Face o exposto, não subsiste qualquer dúvida: há práxis mais “acerca” da realidade e outras não. Por que isso acontece? Isso acontece por conta da natureza ideológica de cada uma das formulações. Melhor: por que, ilustrando de novo com a Física, quando dada formulação demonstra que a outra está errada ou é insuficiente ela não passa a ocupar o seu lugar? Em Economia, infelizmente (sic), as elaborações que expressam a ideologia hegemônica do modo de organização da vida social dominante, o capitalismo, são resilientes. E esse é o caso da TN. Em uma primeira aproximação, dadas as suas metodologias, premissas e propostas, esse fato ocorre porque ela é uma das formas de existência da própria ideologia do sistema em tela (como o são as suposições do livre mercado, do indivíduo-sujeito, da maximização da eficiência econômica, da legitimação de todas as remunerações etc.). Não fora bastante, o liberalismo traz consigo referências progressistas do passado (na sua contraposição ao feudalismo), como a liberdade, a tolerância, o individualismo e a limitação do poder. Daí derivando, por suposto, sua robustez político-ideológica.

Dessa maneira, na sua aderência-‘colagem’ a aspectos centrais dos valores burgueses e no anúncio de uma espécie de terra prometida, dada a suposta virtude sintetizada no termo livre mercado, ela desfere seu golpe final: a naturalização da propriedade privada e da busca pela maximização do lucro. Em suma, é disso que o liberalismo econômico trata e propugna queiram ou não seus formuladores e propagandistas de ontem (economistas clássicos e neoclássicos) e de hoje (economistas neoliberais).

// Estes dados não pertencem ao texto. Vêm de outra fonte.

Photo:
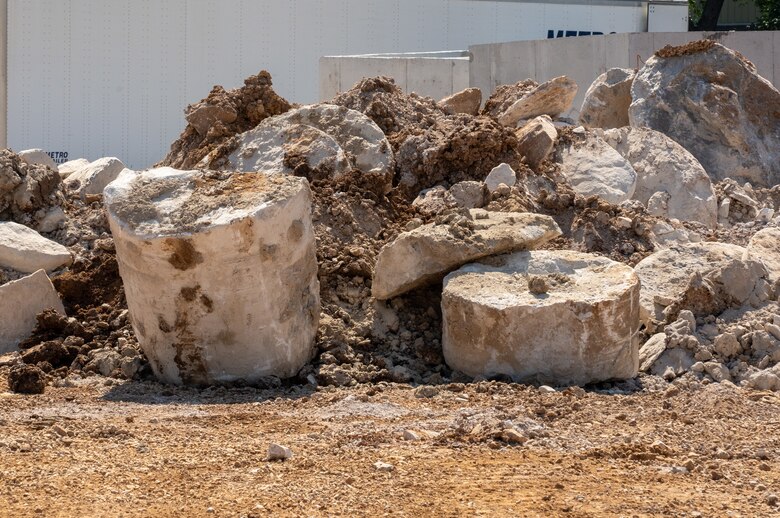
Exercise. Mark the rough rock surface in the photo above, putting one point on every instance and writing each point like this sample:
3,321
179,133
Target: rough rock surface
764,246
203,233
27,192
712,101
536,140
93,178
317,141
425,254
664,168
20,303
466,101
705,278
37,157
582,328
214,122
552,98
607,100
592,167
25,250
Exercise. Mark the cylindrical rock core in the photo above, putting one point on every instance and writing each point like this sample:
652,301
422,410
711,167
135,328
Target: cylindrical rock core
219,270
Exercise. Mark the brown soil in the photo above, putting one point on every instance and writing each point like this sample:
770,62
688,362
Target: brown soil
252,103
485,449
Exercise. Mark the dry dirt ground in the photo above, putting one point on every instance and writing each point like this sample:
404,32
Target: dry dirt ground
102,448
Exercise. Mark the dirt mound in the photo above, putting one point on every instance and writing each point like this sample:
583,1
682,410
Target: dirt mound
397,114
27,192
221,115
454,149
505,95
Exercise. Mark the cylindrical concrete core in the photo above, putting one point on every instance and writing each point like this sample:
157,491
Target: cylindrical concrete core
559,317
219,270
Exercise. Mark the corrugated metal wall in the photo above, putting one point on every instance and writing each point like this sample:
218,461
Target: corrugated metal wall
95,77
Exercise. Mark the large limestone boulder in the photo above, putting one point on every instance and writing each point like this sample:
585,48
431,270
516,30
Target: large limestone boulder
559,317
552,98
666,170
607,100
219,270
426,254
705,277
466,101
20,303
93,178
346,140
536,140
25,250
765,246
594,168
712,101
37,157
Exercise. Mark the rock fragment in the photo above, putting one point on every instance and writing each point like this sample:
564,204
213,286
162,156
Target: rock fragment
607,100
25,250
20,303
536,140
37,157
466,101
93,178
552,98
427,253
664,168
203,234
582,330
594,168
712,101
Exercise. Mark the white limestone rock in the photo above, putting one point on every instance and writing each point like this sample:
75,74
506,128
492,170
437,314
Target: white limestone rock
715,268
37,157
219,270
25,250
424,255
592,167
666,169
93,178
607,100
712,101
316,141
71,166
536,140
552,98
20,303
765,246
580,328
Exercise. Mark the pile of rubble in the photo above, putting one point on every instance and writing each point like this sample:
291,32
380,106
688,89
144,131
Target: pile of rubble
430,242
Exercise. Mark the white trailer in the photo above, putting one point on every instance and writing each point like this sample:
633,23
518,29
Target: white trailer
91,78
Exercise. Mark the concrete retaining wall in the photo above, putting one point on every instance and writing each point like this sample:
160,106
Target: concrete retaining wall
434,74
584,58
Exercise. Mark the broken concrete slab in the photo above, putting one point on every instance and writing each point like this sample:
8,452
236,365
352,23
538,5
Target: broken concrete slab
20,303
426,254
25,250
187,242
581,328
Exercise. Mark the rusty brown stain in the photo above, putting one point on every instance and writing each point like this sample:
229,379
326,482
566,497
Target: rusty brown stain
183,253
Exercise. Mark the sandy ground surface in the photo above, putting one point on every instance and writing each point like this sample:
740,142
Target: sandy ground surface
144,449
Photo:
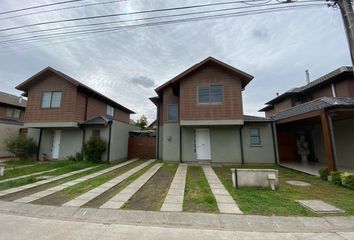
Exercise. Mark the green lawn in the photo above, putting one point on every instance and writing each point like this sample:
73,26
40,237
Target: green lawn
69,167
12,171
282,202
198,196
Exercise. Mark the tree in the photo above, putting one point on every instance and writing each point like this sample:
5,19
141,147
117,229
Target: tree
142,122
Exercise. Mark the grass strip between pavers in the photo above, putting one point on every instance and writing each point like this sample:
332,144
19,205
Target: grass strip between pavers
198,196
104,197
39,167
152,195
67,194
67,169
282,202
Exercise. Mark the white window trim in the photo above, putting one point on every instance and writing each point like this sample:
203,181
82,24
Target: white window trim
210,103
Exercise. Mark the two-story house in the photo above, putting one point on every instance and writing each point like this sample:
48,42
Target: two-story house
12,110
63,113
200,118
322,113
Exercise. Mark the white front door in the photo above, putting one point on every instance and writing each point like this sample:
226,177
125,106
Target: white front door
56,144
203,143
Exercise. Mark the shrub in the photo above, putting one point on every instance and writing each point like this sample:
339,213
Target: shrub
78,157
94,148
22,147
348,180
336,177
324,173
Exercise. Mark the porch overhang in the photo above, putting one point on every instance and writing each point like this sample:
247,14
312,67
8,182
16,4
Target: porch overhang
52,125
211,122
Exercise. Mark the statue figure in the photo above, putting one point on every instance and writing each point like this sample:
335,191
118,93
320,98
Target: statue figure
302,146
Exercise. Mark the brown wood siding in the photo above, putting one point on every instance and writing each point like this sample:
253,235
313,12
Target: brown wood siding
65,113
168,98
231,108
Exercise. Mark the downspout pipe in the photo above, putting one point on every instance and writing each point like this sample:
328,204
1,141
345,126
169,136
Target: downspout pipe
241,145
109,141
39,144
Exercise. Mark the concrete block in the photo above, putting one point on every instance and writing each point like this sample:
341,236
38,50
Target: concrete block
255,178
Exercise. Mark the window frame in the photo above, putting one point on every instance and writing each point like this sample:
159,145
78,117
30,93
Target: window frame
51,99
168,113
258,135
112,108
209,88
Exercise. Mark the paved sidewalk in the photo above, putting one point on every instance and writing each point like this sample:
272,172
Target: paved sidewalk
26,221
47,192
224,200
39,183
88,196
174,199
28,175
123,196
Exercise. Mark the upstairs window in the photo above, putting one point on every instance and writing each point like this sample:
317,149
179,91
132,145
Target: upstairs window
210,94
110,111
51,99
172,112
255,136
13,113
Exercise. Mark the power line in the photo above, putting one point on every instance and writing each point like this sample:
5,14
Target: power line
61,9
125,14
111,29
39,6
147,18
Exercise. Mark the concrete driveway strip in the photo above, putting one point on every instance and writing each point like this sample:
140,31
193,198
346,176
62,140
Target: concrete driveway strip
174,199
28,175
123,196
88,196
17,227
224,200
24,187
60,187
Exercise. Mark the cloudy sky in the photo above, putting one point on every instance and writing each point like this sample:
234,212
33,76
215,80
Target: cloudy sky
276,48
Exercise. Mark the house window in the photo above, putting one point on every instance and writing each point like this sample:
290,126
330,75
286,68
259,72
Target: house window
172,112
51,99
17,113
110,111
255,136
13,113
96,133
210,94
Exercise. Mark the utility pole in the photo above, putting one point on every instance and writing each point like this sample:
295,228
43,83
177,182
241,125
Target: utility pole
346,10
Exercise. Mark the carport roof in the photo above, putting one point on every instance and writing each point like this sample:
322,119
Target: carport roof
317,104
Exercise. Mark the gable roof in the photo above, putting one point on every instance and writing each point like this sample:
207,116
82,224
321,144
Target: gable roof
317,104
325,79
12,100
29,82
245,77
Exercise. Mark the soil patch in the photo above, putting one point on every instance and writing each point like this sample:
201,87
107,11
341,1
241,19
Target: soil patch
151,196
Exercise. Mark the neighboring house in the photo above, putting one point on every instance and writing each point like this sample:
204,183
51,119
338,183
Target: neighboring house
12,110
323,111
200,118
64,113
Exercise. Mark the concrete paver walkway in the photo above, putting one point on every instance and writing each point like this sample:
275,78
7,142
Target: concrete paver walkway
88,196
28,175
174,199
47,192
224,200
123,196
36,184
30,221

Importante registrar nesse ponto da análise que o “mainstream” neoclássico atualizado enquanto doutrina neoliberal, tão presente na vida mundial contemporânea e em especial na brasileira – aliás, de longa data -, no entanto não logra arrancar a economia da sua já longeva e estrutural crise em termos de geração de emprego e renda. Pior, porque mesmo assim ele continua sendo propagandeado pelos analistas ditos especializados da mídia corporativa e ensinado com ares de cientificidade em boa parte da academia, bem como sendo A Referência Básica das práticas de sucessivos governos – aqui e alhures. Ou seja: o retumbante fracasso no enfrentamento da anotada crise nem de longe é valorado pelos sujeitos mídia corporativa, parte da academia e dos governos mundo afora – ao contrário, eles insistem em mais do mesmo (mercado, mercado e mercado, bradam).

Nesses termos, inexorável voltar ao tema da resiliência da TN. Dado o já assinalado sobre ela (as duas explicações anteriores), cabe aqui uma adição: a doutrina em questão e suas propostas de política econômica se mantêm vivas e fortes porque ‘atendem’ exitosamente à forma de existência do capital dos tempos correntes, o capital financeirizado (conforme o léxico pós-keynesiano). Dito isso, em coro com a professora Conceição Tavares, entendo que o mais honesto seria voltar à época dos economistas clássicos e adotar a nomeação de então para a ‘nossa’ Economia: Economia Política. Por que? Porque essa mudança contribuiria para a desmistificação da sua natureza mais íntima, posto que ‘fazer economia’ é fazer escolhas teóricas e práticas – afinal, não há caminho único para o desenvolvimento econômico e mesmo para o societário.